If you’ve read The toddler guide to tantrums and How to achieve the perfect Mummy tantrum then, no doubt, you’ve been eagerly anticipating instructions on how to achieve the perfect Daddy tantrum.
This is too funny not to add to this post, even 'though it has nothing to do with tantrums.
How to achieve the perfect Daddy tantrum
A tantrum should generally follow these lines:
1. Anger at something -
- Your team lost their game
- You’ve run out of beer
- Your wife is too busy doing housework instead of keeping the kids from annoying you
- Your kids interrupted when you were watching motorbike racing just as the cameraman was going for the under shot of an Umbrella Girl.
2. Screaming - Screaming? That’s for girls. Your manly roar would have grizzly bears clutching their testicles in fear of what’s about to be unleashed upon them.

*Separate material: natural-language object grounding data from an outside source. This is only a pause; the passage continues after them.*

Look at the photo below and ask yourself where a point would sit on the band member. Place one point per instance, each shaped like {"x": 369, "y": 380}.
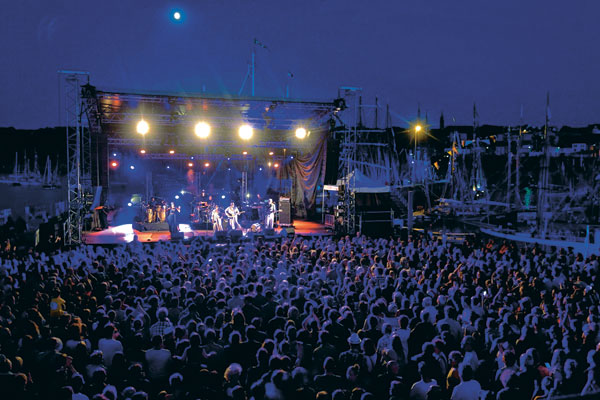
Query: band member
{"x": 162, "y": 213}
{"x": 149, "y": 214}
{"x": 232, "y": 213}
{"x": 216, "y": 219}
{"x": 270, "y": 214}
{"x": 172, "y": 214}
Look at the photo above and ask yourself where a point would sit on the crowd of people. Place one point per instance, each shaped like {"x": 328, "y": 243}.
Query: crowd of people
{"x": 350, "y": 318}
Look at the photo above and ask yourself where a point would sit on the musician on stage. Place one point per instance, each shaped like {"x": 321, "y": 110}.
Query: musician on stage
{"x": 270, "y": 214}
{"x": 172, "y": 214}
{"x": 216, "y": 219}
{"x": 232, "y": 213}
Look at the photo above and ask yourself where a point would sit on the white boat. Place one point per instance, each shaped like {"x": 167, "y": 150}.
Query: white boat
{"x": 579, "y": 245}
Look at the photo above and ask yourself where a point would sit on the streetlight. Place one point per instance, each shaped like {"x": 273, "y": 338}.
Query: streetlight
{"x": 142, "y": 127}
{"x": 418, "y": 128}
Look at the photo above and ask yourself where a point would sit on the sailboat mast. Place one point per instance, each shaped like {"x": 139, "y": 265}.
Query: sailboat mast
{"x": 517, "y": 162}
{"x": 509, "y": 161}
{"x": 544, "y": 175}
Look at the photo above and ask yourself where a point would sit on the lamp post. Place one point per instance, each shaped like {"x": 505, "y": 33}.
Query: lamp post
{"x": 418, "y": 129}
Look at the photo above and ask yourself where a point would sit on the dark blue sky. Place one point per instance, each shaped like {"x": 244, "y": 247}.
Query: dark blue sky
{"x": 445, "y": 54}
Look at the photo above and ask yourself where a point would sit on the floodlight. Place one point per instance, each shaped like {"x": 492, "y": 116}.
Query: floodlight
{"x": 246, "y": 132}
{"x": 142, "y": 127}
{"x": 300, "y": 133}
{"x": 202, "y": 130}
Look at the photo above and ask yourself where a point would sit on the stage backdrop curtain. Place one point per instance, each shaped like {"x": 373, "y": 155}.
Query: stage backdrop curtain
{"x": 307, "y": 171}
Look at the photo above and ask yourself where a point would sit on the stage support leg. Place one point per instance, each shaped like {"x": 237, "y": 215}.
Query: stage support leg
{"x": 410, "y": 212}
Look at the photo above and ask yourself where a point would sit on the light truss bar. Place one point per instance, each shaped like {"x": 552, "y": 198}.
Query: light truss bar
{"x": 131, "y": 142}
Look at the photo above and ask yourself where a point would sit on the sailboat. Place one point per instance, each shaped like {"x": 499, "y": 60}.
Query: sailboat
{"x": 568, "y": 238}
{"x": 50, "y": 177}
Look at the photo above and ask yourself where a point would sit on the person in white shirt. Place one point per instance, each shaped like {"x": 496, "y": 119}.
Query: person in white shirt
{"x": 385, "y": 342}
{"x": 108, "y": 345}
{"x": 158, "y": 359}
{"x": 419, "y": 390}
{"x": 469, "y": 388}
{"x": 270, "y": 214}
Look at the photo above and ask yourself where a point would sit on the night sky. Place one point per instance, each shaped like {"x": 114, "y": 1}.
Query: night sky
{"x": 443, "y": 54}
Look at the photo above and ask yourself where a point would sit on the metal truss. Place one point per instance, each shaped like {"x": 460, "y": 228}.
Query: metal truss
{"x": 141, "y": 143}
{"x": 349, "y": 159}
{"x": 205, "y": 157}
{"x": 176, "y": 110}
{"x": 76, "y": 179}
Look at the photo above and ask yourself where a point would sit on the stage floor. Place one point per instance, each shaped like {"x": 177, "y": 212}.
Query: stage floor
{"x": 125, "y": 233}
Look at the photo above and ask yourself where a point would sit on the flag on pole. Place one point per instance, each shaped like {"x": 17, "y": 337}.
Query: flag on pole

3. Violence - Stomp out to the garage. Pick up the first tool you find and throw it across the room. Watch as it bounces off the wall into the big pile of junk that you need to take to the tip.
4. Sadness - Realise that was the only imperial sized spanner that you own, and that you needed it to fix your child’s bike that you promised you would do today.
5. Hope – see a bit of metal poking out of the pile of rubbish
6. Despair – it’s the spanner, but it’s broken.
7. Inspiration – Woohoo, time to go tool shopping. Let your wife know that you’re popping out to the tool store and you’re taking the kids with you.
8. Anticipation – You’re so getting some tonight!